Sans qu’il y ait apparemment de relation de cause à effet, l’EPFL vient aussi de publier une directive contrôlant la liberté de ses collaborateurs d’accepter de telles invitations. Tout comme pour les membres d’un exécutif, quelle est la pertinence d’une telle suspicion ? D’autant que l’EPFL reconnait n’avoir jamais rencontré un cas d’avantages qui poserait un problème. On se prémunit contre un embarras qui ne s’est jamais produit, car il faut prévenir tout reproche, même non fondé. Telle est la sagesse politique dans le contexte helvétique. Selon un proverbe latin, non seulement la femme de César doit éviter l’adultère, mais aussi son simple soupçon.
D’où vient cette phobie populaire des voyages ? Ceux-ci sont, dans l’opinion publique et dans une certaine presse, l’équivalent de vacances. Pour la plupart des citoyens, c’est l’occasion de s’évader, de découvrir des pays, de se reposer, de se détendre. En un mot c’est un divertissement qu’il faut payer de sa poche. Le reproche à l’égard des notables porte sur la nature du voyage : ce serait un plaisir plutôt qu’un travail, une frasque sans nécessité, une mondanité.
Certains nourrissent donc l’obsession d’un gouvernement cantonal strictement limité à la gestion des affaires locales, sans aucune raison admissible de sortir des frontières suisses, sinon couvert par des frais personnels ou par des finances publiques, à l’extrême rigueur. De même le professeur d’université serait un personnage poussiéreux enfermé dans son cabinet, dont il ne devrait sortir sous aucun prétexte.

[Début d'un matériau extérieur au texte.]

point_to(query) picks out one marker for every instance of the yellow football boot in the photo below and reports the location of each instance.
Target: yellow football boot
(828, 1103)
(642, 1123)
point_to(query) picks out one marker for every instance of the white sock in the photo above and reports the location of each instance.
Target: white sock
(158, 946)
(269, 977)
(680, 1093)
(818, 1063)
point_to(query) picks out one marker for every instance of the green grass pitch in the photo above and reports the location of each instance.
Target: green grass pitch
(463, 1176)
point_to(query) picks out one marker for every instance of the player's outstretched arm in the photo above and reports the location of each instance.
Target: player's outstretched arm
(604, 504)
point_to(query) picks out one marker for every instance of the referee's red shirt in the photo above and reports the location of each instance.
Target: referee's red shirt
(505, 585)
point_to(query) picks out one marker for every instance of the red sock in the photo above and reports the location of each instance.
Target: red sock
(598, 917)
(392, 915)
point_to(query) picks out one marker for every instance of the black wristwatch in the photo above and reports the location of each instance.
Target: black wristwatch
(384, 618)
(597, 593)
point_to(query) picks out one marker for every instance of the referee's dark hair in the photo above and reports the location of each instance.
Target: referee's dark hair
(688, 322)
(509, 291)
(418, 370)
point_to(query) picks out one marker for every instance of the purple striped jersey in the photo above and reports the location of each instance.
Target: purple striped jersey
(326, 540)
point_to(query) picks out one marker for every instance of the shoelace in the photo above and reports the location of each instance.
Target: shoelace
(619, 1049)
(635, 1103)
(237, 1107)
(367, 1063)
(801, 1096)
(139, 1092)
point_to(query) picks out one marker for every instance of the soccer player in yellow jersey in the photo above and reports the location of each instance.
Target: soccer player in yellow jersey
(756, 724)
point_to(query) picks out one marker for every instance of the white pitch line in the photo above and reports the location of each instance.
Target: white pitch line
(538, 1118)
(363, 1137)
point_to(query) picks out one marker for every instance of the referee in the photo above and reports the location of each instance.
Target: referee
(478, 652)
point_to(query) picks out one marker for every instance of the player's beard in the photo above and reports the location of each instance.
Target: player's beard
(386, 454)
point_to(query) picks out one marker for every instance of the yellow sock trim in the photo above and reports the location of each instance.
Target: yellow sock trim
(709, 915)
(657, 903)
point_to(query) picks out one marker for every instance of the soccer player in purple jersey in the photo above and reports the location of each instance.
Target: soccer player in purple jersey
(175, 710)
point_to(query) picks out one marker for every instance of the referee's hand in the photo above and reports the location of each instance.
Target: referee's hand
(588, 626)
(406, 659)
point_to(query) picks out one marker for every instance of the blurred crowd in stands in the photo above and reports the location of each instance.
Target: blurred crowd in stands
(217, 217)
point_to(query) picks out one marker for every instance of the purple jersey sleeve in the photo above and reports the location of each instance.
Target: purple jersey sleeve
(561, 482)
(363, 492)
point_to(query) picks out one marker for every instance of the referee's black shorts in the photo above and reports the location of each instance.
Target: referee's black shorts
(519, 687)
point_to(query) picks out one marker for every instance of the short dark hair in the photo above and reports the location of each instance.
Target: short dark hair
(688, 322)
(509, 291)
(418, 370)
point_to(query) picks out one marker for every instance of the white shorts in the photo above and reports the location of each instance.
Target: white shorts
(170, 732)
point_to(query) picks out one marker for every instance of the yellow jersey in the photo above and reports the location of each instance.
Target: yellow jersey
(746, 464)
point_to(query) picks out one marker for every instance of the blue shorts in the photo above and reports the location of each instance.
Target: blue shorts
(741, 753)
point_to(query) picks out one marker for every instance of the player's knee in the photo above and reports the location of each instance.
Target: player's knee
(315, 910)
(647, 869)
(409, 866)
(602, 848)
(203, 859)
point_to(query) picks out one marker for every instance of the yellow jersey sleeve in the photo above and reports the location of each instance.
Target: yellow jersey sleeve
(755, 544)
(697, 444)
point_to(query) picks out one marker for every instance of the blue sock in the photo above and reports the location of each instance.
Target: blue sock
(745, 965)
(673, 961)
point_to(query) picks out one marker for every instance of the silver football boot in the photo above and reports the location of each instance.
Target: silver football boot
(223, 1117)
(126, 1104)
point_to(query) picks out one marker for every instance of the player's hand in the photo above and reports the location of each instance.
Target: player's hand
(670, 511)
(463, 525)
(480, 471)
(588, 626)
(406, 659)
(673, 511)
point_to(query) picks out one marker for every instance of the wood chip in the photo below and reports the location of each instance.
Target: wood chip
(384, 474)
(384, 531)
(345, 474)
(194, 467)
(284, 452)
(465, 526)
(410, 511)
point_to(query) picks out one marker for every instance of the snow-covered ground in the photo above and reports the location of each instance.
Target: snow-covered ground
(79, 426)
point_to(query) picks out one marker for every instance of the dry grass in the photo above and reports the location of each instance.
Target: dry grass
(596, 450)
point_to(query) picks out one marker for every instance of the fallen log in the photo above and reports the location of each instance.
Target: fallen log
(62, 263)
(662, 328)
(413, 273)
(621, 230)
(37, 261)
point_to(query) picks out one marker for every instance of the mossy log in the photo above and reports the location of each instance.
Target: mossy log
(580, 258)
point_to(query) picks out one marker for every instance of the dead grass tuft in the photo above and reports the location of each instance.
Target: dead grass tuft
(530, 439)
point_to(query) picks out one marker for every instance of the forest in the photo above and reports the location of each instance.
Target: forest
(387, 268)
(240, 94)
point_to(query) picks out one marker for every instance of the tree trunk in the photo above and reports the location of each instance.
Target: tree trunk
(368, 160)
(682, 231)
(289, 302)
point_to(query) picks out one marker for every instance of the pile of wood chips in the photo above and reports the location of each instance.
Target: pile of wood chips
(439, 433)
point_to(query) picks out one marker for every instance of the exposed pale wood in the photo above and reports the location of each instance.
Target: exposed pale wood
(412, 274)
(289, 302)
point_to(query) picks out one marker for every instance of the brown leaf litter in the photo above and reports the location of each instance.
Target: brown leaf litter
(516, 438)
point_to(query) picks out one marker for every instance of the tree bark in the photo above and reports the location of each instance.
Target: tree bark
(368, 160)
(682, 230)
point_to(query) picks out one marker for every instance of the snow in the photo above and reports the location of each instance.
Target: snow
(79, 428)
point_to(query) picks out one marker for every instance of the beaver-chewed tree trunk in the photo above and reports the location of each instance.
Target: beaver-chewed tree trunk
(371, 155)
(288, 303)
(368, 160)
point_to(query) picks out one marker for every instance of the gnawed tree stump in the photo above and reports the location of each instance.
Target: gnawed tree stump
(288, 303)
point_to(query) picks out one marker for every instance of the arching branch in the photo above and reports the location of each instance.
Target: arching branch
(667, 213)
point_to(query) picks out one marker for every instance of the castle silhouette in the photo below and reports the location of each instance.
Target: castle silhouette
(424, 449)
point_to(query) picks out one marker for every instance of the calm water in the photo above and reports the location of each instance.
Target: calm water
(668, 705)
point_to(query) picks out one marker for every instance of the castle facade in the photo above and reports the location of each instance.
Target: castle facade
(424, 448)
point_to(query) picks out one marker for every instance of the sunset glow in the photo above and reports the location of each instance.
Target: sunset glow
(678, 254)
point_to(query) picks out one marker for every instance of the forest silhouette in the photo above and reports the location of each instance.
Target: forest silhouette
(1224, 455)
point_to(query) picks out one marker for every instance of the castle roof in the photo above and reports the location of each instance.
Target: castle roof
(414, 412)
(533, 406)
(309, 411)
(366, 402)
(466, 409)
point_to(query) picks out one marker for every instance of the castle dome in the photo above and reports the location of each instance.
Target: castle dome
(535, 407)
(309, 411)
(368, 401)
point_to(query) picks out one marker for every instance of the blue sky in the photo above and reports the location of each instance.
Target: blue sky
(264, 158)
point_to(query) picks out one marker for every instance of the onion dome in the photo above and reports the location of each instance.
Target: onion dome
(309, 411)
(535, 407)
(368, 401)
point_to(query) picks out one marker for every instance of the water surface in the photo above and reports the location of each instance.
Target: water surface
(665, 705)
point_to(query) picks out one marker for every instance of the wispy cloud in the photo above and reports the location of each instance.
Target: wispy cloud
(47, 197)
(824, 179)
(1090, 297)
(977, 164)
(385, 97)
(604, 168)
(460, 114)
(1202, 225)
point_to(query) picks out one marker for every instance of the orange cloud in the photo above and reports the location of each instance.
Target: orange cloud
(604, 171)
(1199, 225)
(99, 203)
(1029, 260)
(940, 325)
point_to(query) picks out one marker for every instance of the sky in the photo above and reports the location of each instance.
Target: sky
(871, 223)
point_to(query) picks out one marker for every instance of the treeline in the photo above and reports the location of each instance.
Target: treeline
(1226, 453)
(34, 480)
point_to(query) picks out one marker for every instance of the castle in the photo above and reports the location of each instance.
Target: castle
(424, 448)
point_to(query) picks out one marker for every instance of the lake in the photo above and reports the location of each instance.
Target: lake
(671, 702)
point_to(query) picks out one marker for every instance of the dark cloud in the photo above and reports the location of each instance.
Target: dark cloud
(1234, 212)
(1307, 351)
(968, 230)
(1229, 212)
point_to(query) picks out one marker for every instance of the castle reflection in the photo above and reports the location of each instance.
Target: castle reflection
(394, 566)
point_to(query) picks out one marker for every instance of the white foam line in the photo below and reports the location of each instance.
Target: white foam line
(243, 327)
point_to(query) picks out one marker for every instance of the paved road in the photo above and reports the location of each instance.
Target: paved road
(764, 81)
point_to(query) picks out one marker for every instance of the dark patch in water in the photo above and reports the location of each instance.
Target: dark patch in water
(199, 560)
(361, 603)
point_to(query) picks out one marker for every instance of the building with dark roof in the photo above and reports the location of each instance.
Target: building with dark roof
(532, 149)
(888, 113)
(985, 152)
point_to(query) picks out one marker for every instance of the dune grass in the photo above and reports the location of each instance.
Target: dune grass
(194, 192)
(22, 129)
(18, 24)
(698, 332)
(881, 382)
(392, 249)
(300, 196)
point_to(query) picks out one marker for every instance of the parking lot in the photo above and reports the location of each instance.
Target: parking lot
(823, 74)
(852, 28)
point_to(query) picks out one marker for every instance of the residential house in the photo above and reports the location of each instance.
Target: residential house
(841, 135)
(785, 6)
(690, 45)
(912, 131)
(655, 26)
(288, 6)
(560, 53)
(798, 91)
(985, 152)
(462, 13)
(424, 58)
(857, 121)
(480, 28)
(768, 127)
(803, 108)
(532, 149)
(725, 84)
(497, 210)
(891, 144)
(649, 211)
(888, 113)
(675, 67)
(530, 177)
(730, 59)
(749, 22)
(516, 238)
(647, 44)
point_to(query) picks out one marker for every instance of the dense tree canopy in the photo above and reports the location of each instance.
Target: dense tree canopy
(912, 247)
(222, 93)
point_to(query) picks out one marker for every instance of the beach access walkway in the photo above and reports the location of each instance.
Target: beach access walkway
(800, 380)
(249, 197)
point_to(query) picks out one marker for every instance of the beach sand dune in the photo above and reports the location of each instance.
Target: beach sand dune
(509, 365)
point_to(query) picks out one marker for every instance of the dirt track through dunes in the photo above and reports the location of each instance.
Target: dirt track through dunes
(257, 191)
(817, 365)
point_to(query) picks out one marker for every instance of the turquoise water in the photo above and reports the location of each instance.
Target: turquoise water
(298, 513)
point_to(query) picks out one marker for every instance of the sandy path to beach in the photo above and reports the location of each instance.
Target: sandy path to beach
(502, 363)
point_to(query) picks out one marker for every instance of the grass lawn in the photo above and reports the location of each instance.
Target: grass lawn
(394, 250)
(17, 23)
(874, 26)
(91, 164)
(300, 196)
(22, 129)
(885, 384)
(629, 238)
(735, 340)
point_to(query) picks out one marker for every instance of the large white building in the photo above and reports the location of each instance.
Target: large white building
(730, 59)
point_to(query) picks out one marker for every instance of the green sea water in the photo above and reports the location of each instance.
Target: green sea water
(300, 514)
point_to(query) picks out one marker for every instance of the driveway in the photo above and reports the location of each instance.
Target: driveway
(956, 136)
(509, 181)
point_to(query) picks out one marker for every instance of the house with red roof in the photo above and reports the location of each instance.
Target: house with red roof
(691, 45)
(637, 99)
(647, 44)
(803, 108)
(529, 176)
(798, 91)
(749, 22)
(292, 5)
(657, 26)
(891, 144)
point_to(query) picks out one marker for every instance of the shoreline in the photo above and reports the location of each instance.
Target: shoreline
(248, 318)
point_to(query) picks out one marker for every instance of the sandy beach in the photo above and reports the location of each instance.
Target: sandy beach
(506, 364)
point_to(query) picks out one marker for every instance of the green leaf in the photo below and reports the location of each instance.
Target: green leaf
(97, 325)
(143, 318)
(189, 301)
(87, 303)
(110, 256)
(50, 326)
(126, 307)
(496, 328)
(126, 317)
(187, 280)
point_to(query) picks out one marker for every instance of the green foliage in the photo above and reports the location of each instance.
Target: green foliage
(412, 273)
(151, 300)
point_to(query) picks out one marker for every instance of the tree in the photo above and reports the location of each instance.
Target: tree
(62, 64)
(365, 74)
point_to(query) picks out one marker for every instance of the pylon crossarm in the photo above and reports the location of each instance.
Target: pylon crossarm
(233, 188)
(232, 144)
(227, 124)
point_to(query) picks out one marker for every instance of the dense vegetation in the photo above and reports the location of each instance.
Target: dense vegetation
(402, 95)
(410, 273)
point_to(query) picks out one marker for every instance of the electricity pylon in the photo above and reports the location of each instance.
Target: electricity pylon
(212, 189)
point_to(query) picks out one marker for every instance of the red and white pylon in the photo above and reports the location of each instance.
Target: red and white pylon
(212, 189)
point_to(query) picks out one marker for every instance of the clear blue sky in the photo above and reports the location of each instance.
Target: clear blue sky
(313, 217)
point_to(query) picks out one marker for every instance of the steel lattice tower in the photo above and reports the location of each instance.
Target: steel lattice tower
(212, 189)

Or, le monde change. Il se mondialise même. Les responsables politiques ou scientifiques ont donc le devoir impératif de se tenir au courant de ce qui se passe ailleurs, de rencontrer leurs homologues, d’intéresser des firmes à s’établir en Suisse, de collaborer avec des laboratoires étrangers, de susciter des sponsors, d’être invité à donner des conférences ou des cours dans d’autres universités. Un responsable sans réseau étranger manque à son devoir. Car il a toujours une fonction annexe d’ambassadeur.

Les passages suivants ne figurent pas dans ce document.